Convert cyl to factor (don’t need to change)

mtcars$cyl <- as.factor(mtcars$cyl)

Plot 1: add geom_point() to this command to create a scatter plot

ggplot(mtcars, aes(x = wt, y = mpg, col = cyl)) +
  geom_point()

Plot 2: include the lines of the linear models, per cyl

ggplot(mtcars, aes(x = wt, y = mpg, col = cyl)) +
  geom_point()+ 
  geom_smooth(method = "lm", se = FALSE)

Plot 3: include a lm for the entire dataset in its whole

ggplot(mtcars, aes(x = wt, y = mpg, col = cyl)) +
  geom_point() +
  geom_smooth(method = "lm", se = FALSE) +
  geom_smooth(aes(group = 1), method = "lm", se = FALSE, linetype = 2) 

###the group aesthetic will tell ggplot() to draw a single linear model through all the points. ###高下立判!!

比较两种作图的方法:

Option 1

ggplot(iris, aes(x = Sepal.Length, y = Sepal.Width)) +
  geom_point() +
  geom_point(aes(x = Petal.Length, y = Petal.Width), col = "red")

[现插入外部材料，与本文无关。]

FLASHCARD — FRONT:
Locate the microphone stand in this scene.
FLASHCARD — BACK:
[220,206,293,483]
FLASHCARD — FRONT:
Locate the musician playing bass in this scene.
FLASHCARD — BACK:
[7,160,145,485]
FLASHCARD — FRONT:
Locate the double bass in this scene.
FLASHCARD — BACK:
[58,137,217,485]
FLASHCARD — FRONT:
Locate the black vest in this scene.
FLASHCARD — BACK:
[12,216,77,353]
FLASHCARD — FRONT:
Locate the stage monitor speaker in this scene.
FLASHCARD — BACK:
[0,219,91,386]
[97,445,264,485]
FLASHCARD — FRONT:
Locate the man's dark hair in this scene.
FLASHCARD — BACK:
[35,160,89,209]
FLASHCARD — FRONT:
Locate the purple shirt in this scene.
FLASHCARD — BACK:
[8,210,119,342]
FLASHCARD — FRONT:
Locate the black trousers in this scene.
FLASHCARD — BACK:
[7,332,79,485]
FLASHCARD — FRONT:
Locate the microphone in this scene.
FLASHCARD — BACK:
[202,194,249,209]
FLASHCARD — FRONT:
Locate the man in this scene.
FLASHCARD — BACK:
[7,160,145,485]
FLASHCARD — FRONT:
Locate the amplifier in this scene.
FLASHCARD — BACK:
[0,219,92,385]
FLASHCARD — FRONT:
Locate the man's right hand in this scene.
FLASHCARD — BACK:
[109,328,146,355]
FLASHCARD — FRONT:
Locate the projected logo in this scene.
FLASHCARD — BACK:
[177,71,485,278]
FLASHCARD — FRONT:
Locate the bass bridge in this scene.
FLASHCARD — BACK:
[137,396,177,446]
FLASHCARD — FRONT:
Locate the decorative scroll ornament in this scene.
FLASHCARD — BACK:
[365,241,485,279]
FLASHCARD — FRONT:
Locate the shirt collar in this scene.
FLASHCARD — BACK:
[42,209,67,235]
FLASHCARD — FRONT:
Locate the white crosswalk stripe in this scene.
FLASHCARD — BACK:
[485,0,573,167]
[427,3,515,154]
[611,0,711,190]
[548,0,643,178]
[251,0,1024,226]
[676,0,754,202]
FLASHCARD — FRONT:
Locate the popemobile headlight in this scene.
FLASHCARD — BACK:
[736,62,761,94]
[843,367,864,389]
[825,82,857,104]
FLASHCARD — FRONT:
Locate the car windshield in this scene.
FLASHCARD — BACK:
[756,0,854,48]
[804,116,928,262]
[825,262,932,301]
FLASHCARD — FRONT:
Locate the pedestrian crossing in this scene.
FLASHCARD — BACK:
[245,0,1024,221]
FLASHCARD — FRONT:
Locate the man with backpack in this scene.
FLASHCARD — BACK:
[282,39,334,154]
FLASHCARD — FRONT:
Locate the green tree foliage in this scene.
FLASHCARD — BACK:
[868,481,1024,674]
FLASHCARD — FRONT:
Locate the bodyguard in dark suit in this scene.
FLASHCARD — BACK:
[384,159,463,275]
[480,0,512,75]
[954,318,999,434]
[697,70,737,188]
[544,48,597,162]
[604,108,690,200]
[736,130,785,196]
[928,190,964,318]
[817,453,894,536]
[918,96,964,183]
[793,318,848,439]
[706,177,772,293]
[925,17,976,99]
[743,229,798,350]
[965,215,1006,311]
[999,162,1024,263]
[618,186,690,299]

Option 2 这种方法更好,但是没有iris.wide这个数据,需要我们自己转换

ggplot(iris.wide, aes(x = Length, y = Width, col = Part)) + geom_point()

Tidy Data 介绍tidy data的重要性,为什么要这样做

生成iris.tidy

library(tidyverse)
iris.tidy <- iris %>% 
  gather(pm,Value,-Species) %>% 
  separate(pm,c("Part","Measure"),sep = "\\.") 

如果不能理解 %>% 符号,分步讲解结果

iris.tidy_g <- gather(iris,pm,Value,-Species)
iris.tidy <- separate(iris.tidy_g,pm,c("Part","Measure"),sep = "\\.")

生成iris.wide, head数据后发现有两列观察值,应该是spread的结果

我们尝试把iris.tidy spread一下(这里正好演示一下tidy包的使用)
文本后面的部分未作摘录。